Ubisoft’s Chris Early has been recently speaking out against Valve’s PC digital store, Steam, saying its business model is “unrealistic”, and “it doesn’t reflect where the world is today in terms of game distribution.”
A spokesperson for Ubisoft has now further clarified Early’s comments in a recent interview, they said that the publisher elected to release The Division 2 on the Epic Games Store instead of Steam because Epic’s distribution model is, in the long-term, more beneficial to publishers.
“It was a business decision to not put new releases on Steam and focus on the Epic Store and Ubisoft Store,” the spokesperson said. “Ubisoft fully supports Epic and their third-party distribution model, which is in the long-term, beneficial for publishers both large and indie and the video games industry.

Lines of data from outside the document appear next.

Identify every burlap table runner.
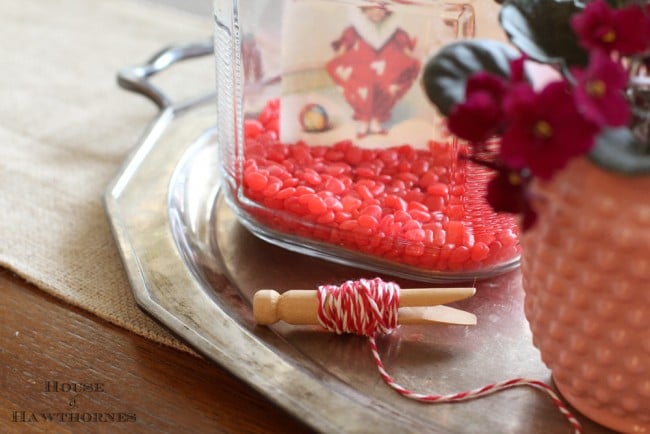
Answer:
[0,0,214,350]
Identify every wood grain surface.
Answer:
[0,269,310,434]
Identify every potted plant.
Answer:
[423,0,650,432]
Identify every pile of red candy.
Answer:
[233,100,519,272]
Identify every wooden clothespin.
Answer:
[253,288,476,325]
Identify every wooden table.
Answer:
[0,269,309,433]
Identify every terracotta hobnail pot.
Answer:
[521,159,650,433]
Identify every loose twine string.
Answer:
[318,278,582,434]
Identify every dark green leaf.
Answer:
[423,39,519,116]
[590,128,650,175]
[499,0,588,67]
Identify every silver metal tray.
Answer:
[105,44,608,433]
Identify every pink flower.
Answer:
[448,72,506,142]
[571,0,649,54]
[573,50,630,127]
[500,81,599,179]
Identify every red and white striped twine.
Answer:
[318,278,582,434]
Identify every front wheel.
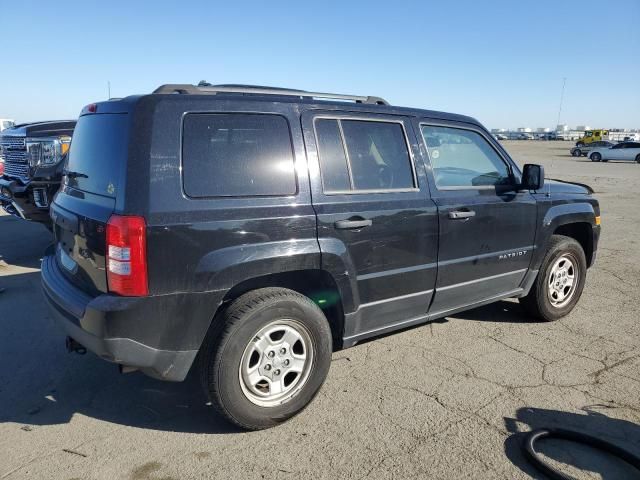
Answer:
[520,235,587,322]
[199,288,332,430]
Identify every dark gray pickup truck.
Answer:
[0,120,76,226]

We hope this partnership helps to validate and evolve the model.”
Although Early’s comments weren’t directly explained, it’s likely that his comments are in relation to the revenue split that Epic offers relative to Steam. Steam typically keeps 30 percent of game sales, with 70 percent going to publishers. The Epic Games Store offers more to developers, as on the Epic Games Store, 88 percent of revenue goes back to developers.
Moving ahead, another Ubisoft’s release, Ghost Recon: Breakpoint will be skipping Steam in favour of launching for the Epic Games Store and Ubisoft’s own Uplay.